The liquidity possible through the program is even more important to loan managers saddled with large portfolios of low interest, long-term loans. FHLMC returns the $800,000 once the securities are sold, and the bank is then free to reinvest this money. Combining all of these transactions the effective yield for the bank on the 13 percent loan is increased to 13.8 percent.
As attractive as the packages may be, FHLMC's doors haven't been battered down by eager bankers.
One reason has been that its required net yield reached 191/4 percent in recent months. So the banks would have had to charge interest rates in excess of some state usury ceilings to profit from HILs. But, dropping interest rates now allow many banks to participate.
David Elliott, a vice-president of the Boston Federal Home Loan Board, cites another reason: many savings and loans and other thrift institutions were traditionally ''ma and pa'' institutions that until recently thrived solely because of convenience. Mr. Elliott says many of these institutions still don't know how to aggressively market programs such as home improvement loans (HILs) which could help solve their problems.

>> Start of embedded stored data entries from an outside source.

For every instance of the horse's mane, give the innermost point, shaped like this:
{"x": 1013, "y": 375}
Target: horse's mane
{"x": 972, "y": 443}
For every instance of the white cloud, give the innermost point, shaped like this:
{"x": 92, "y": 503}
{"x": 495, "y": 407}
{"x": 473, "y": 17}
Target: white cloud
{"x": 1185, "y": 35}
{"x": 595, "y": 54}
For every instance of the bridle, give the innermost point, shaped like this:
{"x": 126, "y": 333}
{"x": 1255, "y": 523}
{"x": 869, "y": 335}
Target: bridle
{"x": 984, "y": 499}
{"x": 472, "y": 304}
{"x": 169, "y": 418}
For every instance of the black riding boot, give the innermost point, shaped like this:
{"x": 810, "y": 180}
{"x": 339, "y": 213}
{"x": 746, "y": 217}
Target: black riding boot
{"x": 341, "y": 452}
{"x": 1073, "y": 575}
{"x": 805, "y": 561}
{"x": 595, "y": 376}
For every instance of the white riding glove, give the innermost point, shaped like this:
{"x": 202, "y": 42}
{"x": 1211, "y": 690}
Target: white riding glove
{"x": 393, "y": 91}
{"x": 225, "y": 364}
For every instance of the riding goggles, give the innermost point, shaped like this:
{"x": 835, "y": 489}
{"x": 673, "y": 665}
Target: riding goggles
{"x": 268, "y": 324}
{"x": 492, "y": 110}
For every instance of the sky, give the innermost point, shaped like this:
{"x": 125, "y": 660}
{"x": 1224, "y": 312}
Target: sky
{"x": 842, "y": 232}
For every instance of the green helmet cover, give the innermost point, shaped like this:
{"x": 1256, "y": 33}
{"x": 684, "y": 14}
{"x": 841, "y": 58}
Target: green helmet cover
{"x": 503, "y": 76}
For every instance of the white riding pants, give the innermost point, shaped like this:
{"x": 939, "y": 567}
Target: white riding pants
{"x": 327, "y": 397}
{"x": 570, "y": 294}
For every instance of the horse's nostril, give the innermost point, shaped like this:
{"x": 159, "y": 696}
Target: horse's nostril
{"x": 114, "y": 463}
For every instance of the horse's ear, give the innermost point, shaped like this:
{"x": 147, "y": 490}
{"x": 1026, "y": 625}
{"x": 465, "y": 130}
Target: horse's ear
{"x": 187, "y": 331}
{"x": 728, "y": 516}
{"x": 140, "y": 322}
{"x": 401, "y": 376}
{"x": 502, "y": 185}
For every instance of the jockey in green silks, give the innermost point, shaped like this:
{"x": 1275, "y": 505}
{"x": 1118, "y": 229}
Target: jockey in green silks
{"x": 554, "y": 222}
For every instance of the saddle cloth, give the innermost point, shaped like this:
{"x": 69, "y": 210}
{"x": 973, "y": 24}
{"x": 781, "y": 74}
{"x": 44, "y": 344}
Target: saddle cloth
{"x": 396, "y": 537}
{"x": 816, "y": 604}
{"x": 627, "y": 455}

One bank that does market them is the tiny River City Bank of Sacramento, Calif. According to Mr. Brancucci, River City is both one of the smallest banks to participate in the program and the second largest originator of HILs in the entire nation.
Clinton Cook, who oversees HILs as an assistant vice-president of River City, says that the ability to leverage large amounts of loans through HIL is a boon for small banks. ''We'd be constantly in and out of the home-improvement loan market if we had to depend on our own resources,'' Mr. Cook says. ''HIL allows us to be in consistently. For a small bank the liquidity it allows is everything.'' River City has now written a total of nearly $3 million in HIL loans.
Increased interest and liquidity make sense for banks, but why should a homeowner be attracted to a home-improvement loan at double-digit interest rates?
According to a recent study by the Massachusetts Executive Office of Energy Resources (EOER), the reason is that even when interest is as high as 18 percent , utility-bill savings possible through energy efficiency improvements, combined with the 15 percent federal energy tax credits, actually result in an immediate positive cash flow for the borrower.